En 40 ans, la surface du Lac Tchad est passée de 25.000 km2 à environ 1.000 km2, autant dire que la situation est critique. Un tarissement du Lac Tchad menacerait la vie de 25 millions de riverains.
La sécheresse et les conflits mettent en péril les approvisionnements en eaux.
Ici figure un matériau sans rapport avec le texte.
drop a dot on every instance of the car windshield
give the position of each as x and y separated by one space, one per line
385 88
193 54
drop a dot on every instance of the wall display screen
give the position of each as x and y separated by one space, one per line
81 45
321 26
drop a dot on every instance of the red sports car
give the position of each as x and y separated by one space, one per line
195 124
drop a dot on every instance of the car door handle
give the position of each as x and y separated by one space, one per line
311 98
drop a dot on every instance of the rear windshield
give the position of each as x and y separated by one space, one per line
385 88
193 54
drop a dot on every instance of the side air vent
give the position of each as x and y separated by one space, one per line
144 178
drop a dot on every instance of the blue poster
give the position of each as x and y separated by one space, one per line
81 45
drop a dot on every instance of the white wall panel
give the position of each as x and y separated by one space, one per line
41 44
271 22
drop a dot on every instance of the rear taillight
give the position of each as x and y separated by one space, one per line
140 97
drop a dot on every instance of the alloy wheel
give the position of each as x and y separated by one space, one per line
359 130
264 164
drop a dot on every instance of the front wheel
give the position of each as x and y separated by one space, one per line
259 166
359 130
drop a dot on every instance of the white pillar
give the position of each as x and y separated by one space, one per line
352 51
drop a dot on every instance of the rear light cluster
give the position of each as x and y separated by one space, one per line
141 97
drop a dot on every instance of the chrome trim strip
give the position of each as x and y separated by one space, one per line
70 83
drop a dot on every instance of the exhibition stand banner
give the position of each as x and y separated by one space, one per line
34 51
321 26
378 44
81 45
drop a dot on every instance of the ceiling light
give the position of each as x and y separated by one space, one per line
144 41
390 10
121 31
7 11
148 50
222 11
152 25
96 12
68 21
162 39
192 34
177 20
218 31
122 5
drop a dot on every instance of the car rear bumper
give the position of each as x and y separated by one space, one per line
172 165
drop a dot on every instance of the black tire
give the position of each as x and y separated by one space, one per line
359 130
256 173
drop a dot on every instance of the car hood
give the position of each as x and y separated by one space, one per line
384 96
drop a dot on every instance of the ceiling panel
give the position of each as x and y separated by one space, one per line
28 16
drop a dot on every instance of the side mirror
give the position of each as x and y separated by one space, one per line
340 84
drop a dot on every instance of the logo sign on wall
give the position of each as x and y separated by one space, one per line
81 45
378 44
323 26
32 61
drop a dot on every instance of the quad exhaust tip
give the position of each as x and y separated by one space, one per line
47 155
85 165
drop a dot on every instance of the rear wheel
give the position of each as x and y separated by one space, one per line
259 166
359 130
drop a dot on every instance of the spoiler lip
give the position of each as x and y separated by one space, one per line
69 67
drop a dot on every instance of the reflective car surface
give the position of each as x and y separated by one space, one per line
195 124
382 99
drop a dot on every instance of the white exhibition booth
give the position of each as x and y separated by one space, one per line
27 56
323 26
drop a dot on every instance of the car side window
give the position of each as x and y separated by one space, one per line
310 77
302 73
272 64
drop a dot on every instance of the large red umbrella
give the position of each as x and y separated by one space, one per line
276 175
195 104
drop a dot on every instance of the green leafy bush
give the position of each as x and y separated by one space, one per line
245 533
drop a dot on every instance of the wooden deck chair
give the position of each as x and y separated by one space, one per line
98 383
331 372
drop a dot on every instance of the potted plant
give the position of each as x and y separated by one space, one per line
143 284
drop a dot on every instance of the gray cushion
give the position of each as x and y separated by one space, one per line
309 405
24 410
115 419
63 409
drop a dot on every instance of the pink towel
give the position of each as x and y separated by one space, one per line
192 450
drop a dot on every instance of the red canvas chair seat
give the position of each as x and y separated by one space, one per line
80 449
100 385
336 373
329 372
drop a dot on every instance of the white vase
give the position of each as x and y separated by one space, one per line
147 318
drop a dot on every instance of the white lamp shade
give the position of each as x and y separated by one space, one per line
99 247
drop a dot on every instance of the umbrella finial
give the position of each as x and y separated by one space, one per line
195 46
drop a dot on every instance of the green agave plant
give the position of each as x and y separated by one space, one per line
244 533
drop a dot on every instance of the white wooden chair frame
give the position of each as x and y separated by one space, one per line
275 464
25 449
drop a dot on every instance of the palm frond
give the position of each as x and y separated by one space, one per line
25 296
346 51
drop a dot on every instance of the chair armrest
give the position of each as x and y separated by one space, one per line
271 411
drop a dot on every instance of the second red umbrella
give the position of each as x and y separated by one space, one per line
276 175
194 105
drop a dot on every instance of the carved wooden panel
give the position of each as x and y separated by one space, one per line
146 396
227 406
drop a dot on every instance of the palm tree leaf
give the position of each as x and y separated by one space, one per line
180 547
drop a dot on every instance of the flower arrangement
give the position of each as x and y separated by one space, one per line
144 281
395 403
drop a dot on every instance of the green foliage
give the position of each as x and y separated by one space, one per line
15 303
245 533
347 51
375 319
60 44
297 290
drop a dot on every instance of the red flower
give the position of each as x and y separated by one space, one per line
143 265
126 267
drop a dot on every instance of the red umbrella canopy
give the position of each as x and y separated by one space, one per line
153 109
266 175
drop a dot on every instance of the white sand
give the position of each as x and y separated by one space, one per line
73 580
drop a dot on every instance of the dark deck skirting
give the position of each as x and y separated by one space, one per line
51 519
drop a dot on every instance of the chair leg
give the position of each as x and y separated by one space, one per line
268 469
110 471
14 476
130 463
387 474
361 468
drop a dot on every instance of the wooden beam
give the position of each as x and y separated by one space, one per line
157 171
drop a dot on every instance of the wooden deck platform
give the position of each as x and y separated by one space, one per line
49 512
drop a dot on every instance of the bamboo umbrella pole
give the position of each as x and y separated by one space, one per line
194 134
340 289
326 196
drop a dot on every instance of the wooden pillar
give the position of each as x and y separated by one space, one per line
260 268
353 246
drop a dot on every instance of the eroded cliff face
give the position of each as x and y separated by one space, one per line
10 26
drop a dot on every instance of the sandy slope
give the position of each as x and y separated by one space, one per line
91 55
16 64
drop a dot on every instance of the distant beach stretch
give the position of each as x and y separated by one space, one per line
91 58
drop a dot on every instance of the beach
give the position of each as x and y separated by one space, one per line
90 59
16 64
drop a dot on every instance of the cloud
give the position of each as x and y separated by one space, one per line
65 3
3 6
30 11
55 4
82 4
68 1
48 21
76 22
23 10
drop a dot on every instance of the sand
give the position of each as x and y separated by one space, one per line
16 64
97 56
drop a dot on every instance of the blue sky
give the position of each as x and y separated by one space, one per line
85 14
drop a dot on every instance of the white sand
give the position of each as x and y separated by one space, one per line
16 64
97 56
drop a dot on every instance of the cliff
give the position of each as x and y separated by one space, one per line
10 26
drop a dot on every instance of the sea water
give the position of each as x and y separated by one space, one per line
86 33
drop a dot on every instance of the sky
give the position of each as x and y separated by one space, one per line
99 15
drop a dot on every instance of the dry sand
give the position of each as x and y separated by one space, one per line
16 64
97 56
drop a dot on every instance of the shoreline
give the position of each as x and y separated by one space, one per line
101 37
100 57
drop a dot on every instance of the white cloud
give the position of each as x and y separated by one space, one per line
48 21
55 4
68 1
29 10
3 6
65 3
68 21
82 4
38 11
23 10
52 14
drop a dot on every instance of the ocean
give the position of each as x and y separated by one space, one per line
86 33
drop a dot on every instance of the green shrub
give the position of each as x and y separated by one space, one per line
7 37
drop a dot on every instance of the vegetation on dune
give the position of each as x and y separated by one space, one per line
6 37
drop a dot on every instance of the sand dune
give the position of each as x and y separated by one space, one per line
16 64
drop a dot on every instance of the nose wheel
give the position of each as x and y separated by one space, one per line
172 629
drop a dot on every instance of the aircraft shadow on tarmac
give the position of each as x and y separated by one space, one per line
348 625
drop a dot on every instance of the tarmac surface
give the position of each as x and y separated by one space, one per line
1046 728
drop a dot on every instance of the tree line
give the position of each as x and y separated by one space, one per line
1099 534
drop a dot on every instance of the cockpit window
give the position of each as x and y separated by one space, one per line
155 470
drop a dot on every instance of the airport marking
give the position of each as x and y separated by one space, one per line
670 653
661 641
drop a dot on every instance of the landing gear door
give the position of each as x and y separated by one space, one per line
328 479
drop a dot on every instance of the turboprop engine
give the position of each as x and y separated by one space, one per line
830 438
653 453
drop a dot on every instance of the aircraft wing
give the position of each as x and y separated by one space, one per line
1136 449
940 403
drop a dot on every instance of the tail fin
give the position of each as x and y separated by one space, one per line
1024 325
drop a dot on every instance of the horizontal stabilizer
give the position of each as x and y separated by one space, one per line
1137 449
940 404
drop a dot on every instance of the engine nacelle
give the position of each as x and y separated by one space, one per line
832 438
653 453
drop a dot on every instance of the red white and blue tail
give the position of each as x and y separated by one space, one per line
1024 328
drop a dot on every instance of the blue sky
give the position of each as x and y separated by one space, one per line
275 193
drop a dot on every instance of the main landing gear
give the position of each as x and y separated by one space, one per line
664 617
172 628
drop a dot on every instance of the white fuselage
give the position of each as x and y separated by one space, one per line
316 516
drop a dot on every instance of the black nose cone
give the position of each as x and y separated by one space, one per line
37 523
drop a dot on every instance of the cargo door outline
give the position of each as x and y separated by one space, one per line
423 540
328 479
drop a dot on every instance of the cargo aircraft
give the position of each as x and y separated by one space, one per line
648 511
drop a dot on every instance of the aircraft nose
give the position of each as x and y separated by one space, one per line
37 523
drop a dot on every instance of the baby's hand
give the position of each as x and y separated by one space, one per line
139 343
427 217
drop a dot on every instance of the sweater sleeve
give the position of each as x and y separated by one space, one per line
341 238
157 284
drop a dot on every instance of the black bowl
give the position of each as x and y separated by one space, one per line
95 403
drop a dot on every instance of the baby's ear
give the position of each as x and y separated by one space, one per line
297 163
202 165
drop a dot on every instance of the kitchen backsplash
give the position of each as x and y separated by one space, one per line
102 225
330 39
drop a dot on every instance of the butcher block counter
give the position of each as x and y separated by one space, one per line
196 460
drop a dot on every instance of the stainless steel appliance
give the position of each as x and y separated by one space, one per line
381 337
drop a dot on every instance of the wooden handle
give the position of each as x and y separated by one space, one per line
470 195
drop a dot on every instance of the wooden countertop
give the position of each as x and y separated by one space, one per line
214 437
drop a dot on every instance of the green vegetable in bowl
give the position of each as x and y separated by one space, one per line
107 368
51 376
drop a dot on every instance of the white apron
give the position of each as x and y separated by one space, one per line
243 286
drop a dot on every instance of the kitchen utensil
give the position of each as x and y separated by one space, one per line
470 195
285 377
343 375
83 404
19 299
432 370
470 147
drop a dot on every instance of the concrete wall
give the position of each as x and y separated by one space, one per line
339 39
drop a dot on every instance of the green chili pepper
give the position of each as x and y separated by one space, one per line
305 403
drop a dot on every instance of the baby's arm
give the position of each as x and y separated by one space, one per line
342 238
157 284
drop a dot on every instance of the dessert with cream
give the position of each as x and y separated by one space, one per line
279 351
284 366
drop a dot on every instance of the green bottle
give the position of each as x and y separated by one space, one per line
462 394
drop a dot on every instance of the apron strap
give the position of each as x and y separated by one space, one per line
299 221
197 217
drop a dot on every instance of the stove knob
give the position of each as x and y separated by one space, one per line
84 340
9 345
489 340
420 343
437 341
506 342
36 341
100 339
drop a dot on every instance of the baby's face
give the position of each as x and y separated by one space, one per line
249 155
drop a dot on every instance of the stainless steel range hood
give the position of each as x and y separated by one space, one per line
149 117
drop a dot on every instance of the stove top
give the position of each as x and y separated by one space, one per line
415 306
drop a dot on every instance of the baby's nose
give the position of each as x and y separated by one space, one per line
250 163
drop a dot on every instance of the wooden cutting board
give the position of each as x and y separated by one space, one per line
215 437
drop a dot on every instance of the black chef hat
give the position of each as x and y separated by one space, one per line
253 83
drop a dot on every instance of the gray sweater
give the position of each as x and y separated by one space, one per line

En renflouement le Lac Tchad par les eaux de l'Oubangui, la solidarité africaine, dont on parle tant, s'exprimera encore une fois.
En regardant la photo satellite du Sahara, on comprend que le mouvement lancé par Wangari Maathai, the Green Belt Movement (La Ceinture Verte) doit s'accélerer et protéger la bande juste en dessous du tropique du Cancer.
L'avancée du désert dans plusieurs pays africains est une réalité, certes moins hollywoodienne que le film d'Al Gore sur le réchauffement climatique, mais tout aussi important si les pays concernés espèrent préserver leur environnement, et atteindre les objectifs de développement du Millénaire.

Cette image montre bien que le réchauffement climatique est une réalité en Afrique (même si l'Afrique y contribue très peu, elle en souffre autant, sinon plus que les autres pays), alors il ne faudrait pas y adjoindre l'avancée du désert et la rarefaction de l'eau.
Ceci est certainement moins sexy que la réduction de la cassure numérique, mais sans fondations solides, la plus belle des constructions s'effondre tout de même.